In 2015, Stalkers Dylan McDermott was nominated for a People's Choice Award for Favorite Actor in a New TV Series.

=== Ratings ===

| Time slot (ET) | No. of episodes | Premiered |  | Ended |  | TV Season | Rank | Ratings | Viewers (in millions) |
| Date | Viewers (in millions) | Date | Viewers (in millions) |
| Wednesday 10:00 p.m. (October 1, 2014 – February 18, 2015) Monday 9:00 p.m. (April 27, 2015 – May 18, 2015) | 20 | October 1, 2014 | 9.05 | May 18, 2015 | 6.79 | 2014–15 | #43 | 2.3 | 10.13 |

==Broadcast==
Stalker was picked up by several broadcasters outside the United States.
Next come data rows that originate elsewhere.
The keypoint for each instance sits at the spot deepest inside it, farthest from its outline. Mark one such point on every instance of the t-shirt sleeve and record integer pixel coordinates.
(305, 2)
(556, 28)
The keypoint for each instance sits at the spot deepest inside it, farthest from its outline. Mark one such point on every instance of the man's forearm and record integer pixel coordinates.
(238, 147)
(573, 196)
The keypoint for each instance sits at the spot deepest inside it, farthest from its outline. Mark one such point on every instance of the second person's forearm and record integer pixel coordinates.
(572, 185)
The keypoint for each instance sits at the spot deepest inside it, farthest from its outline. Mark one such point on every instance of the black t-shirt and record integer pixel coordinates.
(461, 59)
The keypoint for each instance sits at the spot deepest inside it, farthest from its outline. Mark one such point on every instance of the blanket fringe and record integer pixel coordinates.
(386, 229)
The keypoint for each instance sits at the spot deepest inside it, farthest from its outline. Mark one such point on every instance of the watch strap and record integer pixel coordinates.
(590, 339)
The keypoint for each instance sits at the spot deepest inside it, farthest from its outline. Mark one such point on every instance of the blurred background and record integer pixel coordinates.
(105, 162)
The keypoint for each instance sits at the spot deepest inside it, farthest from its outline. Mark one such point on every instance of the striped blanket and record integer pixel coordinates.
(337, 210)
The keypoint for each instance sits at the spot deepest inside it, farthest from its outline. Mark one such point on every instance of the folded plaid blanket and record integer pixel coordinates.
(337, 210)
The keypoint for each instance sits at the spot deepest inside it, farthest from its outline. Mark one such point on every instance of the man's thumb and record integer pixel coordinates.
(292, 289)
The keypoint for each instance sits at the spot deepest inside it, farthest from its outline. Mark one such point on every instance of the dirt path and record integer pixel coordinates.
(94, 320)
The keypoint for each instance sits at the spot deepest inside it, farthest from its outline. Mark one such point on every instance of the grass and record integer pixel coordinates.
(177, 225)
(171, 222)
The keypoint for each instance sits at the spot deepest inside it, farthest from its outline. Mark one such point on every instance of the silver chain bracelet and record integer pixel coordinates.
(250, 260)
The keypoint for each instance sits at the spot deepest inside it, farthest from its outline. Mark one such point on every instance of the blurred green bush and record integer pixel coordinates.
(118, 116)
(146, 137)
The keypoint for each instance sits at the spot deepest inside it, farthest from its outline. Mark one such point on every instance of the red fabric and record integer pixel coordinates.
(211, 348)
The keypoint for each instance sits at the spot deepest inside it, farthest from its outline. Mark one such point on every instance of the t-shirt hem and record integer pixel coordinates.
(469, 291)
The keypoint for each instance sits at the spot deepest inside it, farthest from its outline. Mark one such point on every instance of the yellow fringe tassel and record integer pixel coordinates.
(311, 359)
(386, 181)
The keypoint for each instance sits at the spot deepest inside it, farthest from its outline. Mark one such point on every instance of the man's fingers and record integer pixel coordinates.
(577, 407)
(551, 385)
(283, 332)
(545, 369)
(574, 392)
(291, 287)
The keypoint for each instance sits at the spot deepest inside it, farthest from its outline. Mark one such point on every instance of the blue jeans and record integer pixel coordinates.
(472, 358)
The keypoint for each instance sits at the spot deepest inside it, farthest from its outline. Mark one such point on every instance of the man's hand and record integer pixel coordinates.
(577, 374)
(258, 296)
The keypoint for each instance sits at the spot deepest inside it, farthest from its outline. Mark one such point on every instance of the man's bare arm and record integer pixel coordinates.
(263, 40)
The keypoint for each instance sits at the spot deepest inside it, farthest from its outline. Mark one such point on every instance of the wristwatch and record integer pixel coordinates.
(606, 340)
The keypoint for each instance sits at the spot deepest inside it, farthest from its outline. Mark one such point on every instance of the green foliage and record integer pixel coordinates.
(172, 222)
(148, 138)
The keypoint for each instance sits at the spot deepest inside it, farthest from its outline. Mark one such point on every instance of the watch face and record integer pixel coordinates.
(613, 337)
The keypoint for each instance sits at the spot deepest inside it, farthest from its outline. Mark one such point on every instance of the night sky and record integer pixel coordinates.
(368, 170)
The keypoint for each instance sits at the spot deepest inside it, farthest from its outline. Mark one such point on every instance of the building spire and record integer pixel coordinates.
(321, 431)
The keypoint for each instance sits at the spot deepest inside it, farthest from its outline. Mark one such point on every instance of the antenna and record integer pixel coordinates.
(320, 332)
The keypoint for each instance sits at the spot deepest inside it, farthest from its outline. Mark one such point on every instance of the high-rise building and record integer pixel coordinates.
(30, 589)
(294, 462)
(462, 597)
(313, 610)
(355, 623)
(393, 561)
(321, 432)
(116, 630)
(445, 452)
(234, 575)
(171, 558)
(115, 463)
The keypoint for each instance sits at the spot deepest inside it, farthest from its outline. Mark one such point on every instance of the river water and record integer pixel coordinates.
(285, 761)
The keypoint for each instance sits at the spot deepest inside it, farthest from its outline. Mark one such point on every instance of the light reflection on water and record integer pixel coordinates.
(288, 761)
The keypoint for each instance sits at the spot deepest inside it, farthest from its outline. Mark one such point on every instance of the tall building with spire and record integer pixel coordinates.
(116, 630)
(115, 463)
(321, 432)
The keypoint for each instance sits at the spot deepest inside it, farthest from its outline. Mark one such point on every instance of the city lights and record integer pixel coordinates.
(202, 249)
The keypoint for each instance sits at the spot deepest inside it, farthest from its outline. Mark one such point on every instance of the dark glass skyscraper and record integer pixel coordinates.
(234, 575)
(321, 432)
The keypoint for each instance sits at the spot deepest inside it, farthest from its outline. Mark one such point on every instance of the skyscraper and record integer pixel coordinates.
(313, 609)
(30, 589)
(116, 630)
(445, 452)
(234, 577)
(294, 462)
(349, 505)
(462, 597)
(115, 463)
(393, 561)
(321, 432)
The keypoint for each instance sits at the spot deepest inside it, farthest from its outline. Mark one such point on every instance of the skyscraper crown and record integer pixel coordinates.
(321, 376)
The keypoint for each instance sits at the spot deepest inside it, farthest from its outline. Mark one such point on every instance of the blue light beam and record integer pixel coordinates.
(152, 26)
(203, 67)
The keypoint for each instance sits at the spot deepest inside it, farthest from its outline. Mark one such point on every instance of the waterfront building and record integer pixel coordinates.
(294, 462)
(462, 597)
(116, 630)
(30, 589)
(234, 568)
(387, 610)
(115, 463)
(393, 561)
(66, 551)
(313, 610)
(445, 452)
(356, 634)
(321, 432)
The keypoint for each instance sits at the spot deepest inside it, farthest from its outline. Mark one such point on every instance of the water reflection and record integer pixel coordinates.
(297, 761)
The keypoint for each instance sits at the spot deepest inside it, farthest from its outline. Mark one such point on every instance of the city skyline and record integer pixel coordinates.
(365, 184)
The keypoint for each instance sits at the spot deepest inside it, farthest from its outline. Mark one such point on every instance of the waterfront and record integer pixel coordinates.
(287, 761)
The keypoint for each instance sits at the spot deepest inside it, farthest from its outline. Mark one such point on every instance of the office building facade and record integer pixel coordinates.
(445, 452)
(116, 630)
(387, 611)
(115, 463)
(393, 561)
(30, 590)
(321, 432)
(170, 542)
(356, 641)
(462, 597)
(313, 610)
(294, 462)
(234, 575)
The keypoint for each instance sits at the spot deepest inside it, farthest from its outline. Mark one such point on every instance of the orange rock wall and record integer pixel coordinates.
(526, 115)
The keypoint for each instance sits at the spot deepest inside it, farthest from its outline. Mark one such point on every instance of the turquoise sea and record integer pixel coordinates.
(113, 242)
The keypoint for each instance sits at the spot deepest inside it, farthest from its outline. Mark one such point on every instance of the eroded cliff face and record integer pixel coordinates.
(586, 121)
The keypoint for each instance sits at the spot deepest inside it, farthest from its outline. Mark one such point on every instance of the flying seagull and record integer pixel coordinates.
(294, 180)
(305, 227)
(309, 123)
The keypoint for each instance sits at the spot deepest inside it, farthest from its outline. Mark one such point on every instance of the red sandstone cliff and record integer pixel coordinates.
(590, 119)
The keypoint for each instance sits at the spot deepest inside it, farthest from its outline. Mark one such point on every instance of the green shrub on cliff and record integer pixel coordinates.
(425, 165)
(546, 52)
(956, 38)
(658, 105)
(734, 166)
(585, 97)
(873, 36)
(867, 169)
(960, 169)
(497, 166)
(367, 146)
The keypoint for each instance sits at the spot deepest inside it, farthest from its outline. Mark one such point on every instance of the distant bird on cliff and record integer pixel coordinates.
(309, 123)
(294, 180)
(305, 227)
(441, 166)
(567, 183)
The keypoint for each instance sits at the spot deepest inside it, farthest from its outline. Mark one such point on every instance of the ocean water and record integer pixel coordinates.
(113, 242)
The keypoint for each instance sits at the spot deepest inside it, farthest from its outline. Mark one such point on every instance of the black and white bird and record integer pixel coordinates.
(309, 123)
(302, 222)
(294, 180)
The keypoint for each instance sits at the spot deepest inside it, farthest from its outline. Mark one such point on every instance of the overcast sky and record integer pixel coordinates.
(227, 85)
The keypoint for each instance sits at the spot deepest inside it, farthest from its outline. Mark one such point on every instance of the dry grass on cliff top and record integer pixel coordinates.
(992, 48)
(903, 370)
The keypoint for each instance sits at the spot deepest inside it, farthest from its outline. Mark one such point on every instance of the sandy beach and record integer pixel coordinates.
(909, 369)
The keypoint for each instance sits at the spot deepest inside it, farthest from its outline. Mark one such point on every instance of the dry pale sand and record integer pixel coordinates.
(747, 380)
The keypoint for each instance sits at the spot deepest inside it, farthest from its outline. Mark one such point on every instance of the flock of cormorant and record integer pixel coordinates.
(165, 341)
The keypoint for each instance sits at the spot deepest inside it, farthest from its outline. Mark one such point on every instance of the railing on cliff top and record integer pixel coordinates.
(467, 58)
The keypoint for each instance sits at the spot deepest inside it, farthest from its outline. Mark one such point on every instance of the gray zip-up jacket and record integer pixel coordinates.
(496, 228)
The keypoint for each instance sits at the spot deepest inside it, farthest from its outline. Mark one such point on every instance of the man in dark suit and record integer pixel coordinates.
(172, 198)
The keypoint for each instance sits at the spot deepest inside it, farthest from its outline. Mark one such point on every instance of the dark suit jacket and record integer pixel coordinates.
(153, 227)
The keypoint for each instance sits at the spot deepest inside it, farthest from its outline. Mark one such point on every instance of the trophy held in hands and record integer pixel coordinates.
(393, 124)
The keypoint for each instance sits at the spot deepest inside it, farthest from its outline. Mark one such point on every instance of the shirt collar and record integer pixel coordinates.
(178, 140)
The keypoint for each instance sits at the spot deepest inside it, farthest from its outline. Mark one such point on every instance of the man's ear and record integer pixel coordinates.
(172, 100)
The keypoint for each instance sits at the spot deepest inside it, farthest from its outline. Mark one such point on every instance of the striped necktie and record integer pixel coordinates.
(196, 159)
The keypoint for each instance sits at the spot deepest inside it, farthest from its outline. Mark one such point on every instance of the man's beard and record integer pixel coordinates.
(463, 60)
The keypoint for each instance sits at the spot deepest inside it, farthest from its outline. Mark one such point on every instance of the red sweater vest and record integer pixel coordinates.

The Belgian station Vier airs Stalker as well every Sunday night as a part of their crime night. In South Africa, the series premiered on October 22, 2014, and airs on M-Net Edge on Wednesdays. It premiered in the UK and Ireland on November 10, 2014, on Sky Living and airs on Mondays. In Romania, it airs every Wednesday on Diva. In New Zealand the series premiered on TVNZ on January 12, 2015. The series premiered in Australia on Nine Network on April 12, 2015. The show also airs in France, on TF1. In Japan, Stalker is shown on cable/satellite channel AXN. In Greece, the series premiered in September 2016, on Star Channel.